My own view is that there are several pretenders out there, just as faux-libertarians are proliferating, and much of them defined by the paycheck or their French-sense of elitism; people who define themselves by who they are not. To the extent we can always distinguish them, modern conservatism is not quite as uniform as one might imagine, and as he already accomplished in the political sphere, Trump is causing a shaking-out of the definition of conservativism as both a political force and a body of ideological thought.
This is a good thing, for this shaking-out will redound to the benefit of Ted Cruz as much as it will Donald Trump, not to mention America in general, as both represent a real survival-benefit for the Republic (a little Darwinian lingo there), so I am not of the camp that in order to prop one up, the other must go down in flames. I’ve already spoken, for some weeks, that in order to rescue the Republic, and restore its generation-to-generation regenerative powers…again, a little Darwinian lingo…we will need four or five successive leaders of a particular type, and that Trump and Cruz each epitomize some of those skill sets. More will follow.
(This fact alone points out the need to restructure the entire political consultancy business, big money there, which is built around selecting one candidate by crushing the other candidates into oblivion. My own place as a writer at RedState.com ended when it was learned that I would be favorable to the candidacy of Herman Cain in 2011. RedState has gained an undistinguished history of intolerance toward any discouraging words on their positions, and has become little more than rice-bowl profiteers, typical of the above-described faux-conservative type.)
Donald Trump is the most recognized name in the world, and the only politician with no visible means of external financial support or hidden financial loyalties. A demagogue? Maybe, but he carries no one else’s water other than his own, and that seems to be a trait a genuinely disgusted and threatened citizenry is seeking, a man of no particular ideological or partisan party affiliation.

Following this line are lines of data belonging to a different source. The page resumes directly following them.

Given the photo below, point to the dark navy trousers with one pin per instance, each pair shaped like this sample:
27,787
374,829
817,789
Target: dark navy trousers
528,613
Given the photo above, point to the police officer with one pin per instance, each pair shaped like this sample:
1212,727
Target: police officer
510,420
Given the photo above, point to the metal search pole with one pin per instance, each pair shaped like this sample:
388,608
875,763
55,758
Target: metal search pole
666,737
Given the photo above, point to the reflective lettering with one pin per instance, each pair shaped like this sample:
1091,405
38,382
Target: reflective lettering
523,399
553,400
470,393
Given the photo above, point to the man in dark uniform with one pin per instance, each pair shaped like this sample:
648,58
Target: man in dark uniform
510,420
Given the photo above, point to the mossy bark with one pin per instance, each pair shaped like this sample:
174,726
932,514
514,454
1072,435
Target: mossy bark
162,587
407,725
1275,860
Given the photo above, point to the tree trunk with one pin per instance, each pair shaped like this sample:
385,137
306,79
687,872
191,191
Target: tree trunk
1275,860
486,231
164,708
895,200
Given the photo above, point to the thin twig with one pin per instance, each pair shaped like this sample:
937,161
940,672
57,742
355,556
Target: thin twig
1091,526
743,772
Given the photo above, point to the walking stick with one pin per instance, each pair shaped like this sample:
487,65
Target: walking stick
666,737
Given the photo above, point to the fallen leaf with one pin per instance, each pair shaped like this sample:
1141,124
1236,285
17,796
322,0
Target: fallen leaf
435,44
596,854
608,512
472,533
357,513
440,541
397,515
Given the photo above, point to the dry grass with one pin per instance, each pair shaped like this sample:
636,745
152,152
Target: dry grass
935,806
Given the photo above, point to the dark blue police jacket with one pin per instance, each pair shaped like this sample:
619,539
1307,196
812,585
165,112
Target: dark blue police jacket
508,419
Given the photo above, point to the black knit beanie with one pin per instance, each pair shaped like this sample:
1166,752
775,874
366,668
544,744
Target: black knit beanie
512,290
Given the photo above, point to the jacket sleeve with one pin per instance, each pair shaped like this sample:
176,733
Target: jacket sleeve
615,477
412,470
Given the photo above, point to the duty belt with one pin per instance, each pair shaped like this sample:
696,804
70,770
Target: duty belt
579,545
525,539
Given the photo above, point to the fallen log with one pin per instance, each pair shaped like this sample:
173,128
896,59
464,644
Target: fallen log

Trump didn’t pick them, they picked him.
The American people have finally decided that the political establishment, en mass; Democrat, Republican, and seemingly several sacred agencies, DOJ, FBI, and yes, many conservative pundits admitted to or seeking approval by that establishment’s inner circles, are a threat. And they see in Donald Trump a rescue. Many conservatives have come to their defense..
And considering this very recent “conservative” counter-reformation, witness the dedication of an entire issue of “National Review”, my favorite conservative journal of-record since the early 1970s, to the conservative apostasy of Donald Trump. To be Trump is to be “not conservative”, equals “bad for America”, again without the least bit of input from, or consideration of “the people”.
Official conservatism should be on its collective hands and knees begging the people’s forgiveness for the slight rather than mocking them.
I doubt Bill Buckley would have taken this tack. He may have thought it, but for very good reasons, likely would have held his fire, for there are many connections there between Trump and the people post-Buckley conservatives have either lost sight of, or never knew were there, or maybe never knew about the ordinary man’s function in defining conservatism from the outset.
But the question of the day is just how holy is the holy writ of conservatism? Is there a catechism, a set of doctrines to which every conservative refers when doctrine is questioned, or disputes are to be settled? Is there really only One True Conservatism…and only One True Church?